El Tribunal Supremo da la razón a la Iglesia, en contra de derechos fundamentales de la ciudadanía

El Tribunal Supremo da la razón al arzobispado de Valencia, en contra de la resolución de la Audiencia Nacional, que había considerado fichero los libros de bautismo y el derecho de los ciudadanos a hacer constar su negativa a pertenecer a la Iglesia Católica.

La pirueta jurídica utilizada, curiosamente, por la ponente Margarita Robles (*) ha sido considerar que los libros bautismales no son fichero, sino una mera acumulación de datos, en contra de la decisión de la Audiencia Nacional y de un voto particular que recomienda elevar al Tribunal de Justicia de las Comunidades Europeas la consulta pertinente, para que defina si en este caso estamos ante un fichero, pues en última instancia es la legislación europea la que se ha aplicado al caso. La prisa de la Sala por resolver el asunto limitando derechos constitucionales, sin acudir a un proceso más garantista en Europa, hace pensar que  pudiera haber un trasfondo político en esta decisión.

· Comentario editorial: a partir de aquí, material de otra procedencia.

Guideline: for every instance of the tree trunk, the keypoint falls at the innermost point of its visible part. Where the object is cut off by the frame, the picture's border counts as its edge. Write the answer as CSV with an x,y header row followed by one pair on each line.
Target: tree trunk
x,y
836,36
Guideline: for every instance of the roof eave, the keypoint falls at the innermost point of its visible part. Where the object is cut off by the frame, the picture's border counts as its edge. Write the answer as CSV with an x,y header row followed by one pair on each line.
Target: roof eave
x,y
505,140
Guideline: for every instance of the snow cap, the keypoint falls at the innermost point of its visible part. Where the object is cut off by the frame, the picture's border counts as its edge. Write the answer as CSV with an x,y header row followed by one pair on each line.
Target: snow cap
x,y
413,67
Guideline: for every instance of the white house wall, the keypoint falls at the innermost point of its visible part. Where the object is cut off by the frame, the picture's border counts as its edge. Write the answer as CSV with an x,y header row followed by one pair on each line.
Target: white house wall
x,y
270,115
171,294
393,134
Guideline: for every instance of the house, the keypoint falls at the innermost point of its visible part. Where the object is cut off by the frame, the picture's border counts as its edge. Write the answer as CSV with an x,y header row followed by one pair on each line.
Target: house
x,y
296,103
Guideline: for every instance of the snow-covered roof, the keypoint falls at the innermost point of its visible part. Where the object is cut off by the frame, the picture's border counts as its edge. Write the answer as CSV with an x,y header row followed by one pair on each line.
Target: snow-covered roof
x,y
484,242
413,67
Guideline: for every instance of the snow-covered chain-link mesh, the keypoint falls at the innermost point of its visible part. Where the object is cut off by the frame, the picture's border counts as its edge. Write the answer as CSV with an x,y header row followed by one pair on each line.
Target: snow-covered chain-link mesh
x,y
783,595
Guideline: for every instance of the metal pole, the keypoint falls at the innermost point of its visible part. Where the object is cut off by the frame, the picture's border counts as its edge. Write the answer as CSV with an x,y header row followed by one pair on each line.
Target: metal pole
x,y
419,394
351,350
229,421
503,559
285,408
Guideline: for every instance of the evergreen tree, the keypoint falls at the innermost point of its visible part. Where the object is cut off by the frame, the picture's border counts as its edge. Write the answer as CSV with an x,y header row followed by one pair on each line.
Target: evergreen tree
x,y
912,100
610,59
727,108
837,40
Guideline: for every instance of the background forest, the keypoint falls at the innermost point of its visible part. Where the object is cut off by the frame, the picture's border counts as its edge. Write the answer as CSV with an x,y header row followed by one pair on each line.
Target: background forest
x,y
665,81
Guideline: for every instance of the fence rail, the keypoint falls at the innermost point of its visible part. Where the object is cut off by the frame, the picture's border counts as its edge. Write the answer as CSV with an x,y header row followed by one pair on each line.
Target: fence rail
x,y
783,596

Al margen de la compleja sentencia que los juristas tendrán que interpretar sus consecuencias, lo cierto es que marca el comienzo de un  nuevo proceso y actitud social ante la apostasía, que garantice la libertad de conciencia.

Por más que se intente desvirtuar política y canónicamente este hecho, apostasía consiste en la negación, renuncia o abjuración a la fe en una religión. La única forma que en España se había encontrado, era la de utilizar la Ley de Protección de Datos ejerciendo el derecho de cancelación o pertenencia. Con esta sentencia la jerarquía hará caso omiso al legítimo y constitucional derecho que asiste a cada ciudadano y ciudadana a título individual, como es el de ejercer la libertad de pertenecía, en base a su propia conciencia y convicciones.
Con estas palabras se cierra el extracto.